Chevy Volt could cut costs by using batteries more efficiently and paying less for them
In a excellent piece this week, Joe Romm reiterated why battery changing stations don’t make sense for electric cars. But he also argued that plug-in electric ranges of more than 20 miles do not make sense because cost gets too high for too little benefit. This seems a reasonable deduction from high (and rising) costs for the Chevy Volt. But this is a case where the efficiency could be cheaper than conservation.
Consuming 0.4 kWh per mile electricity usage, the Volt currently uses a $10,000 16 kWh battery capacity for a 40-mile range. But lots of electric cars get better mileage than that. For example, the Triac only consumes about 0.23 kWh per mile. Admitting this is fairly extreme, there is no reason a car that needs less than half the battery range (and thus does not need to carry as much battery weight) can’t keep its power consumption around 0.27 kWh per mile, which would make battery capacity 11 kWh rather than 16 kWh.

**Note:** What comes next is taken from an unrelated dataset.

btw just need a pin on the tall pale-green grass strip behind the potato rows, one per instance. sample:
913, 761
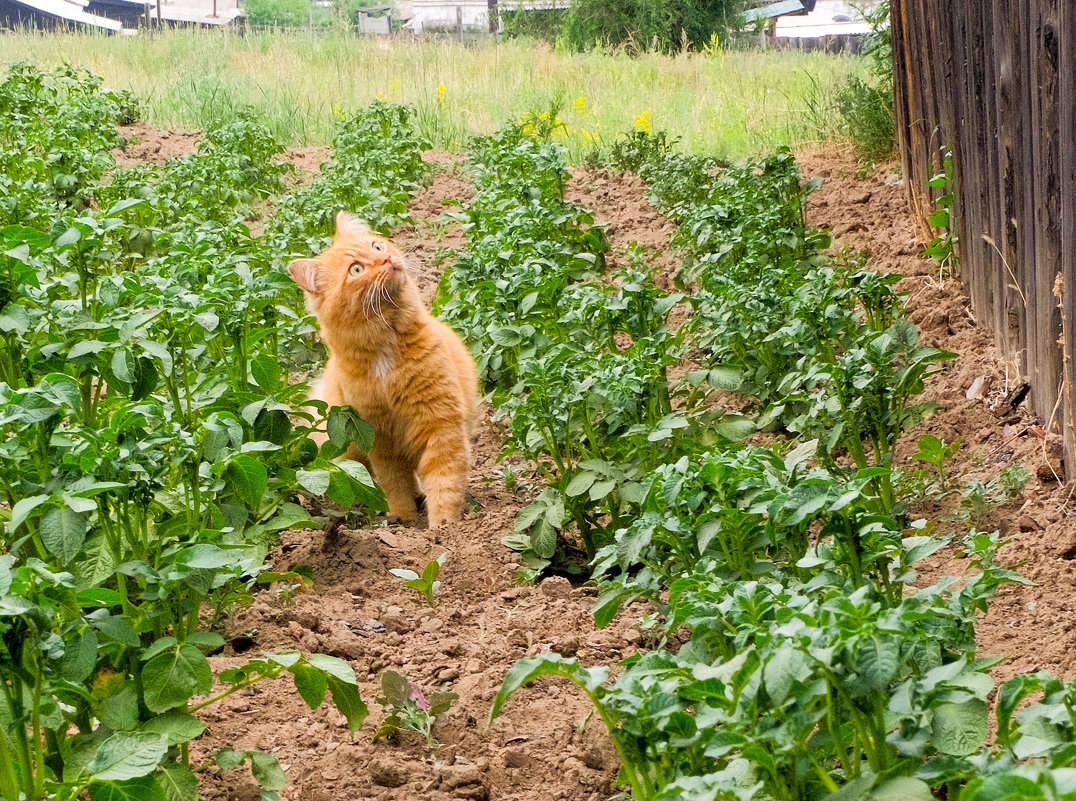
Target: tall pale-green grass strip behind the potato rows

Beyond this, Chevy appears to be paying too much per kWh for battery packs. Reports in the press say the cost of Tesla motors 53-kWh battery pack is around $20,000. Tesla says the current cost of a replacement packs would be about $30,000, and given markups for such things, this suggests the $20,000 figure is not too far off. But even at the retail figure for Tesla, Chevy is paying $625 per kWh vs. $566 per kWh for the Tesla battery-pack cost. Thus the high cost for the Volt battery pack with a 40-mile range should be about $6,100. If the lower cost was right, the total Volt battery-pack cost would be more like $4,100. That means efficiency, and better battery choices, could save Chevy between 80-120 percent by halving the range before the gas tank kicked in.
In short, the high cost of the Volt is not due so much to high battery costs as using batteries inefficiently and then overpaying per unit of capacity. (I would add that using power more efficiently would save additional money by cutting the cost of the electric motor/inverter combination. Requiring less fuel to recharge the car battery when the electricity was exhausted would reduce the size of the fuel tank and the amount of backup fuel the Volt had to drag around.)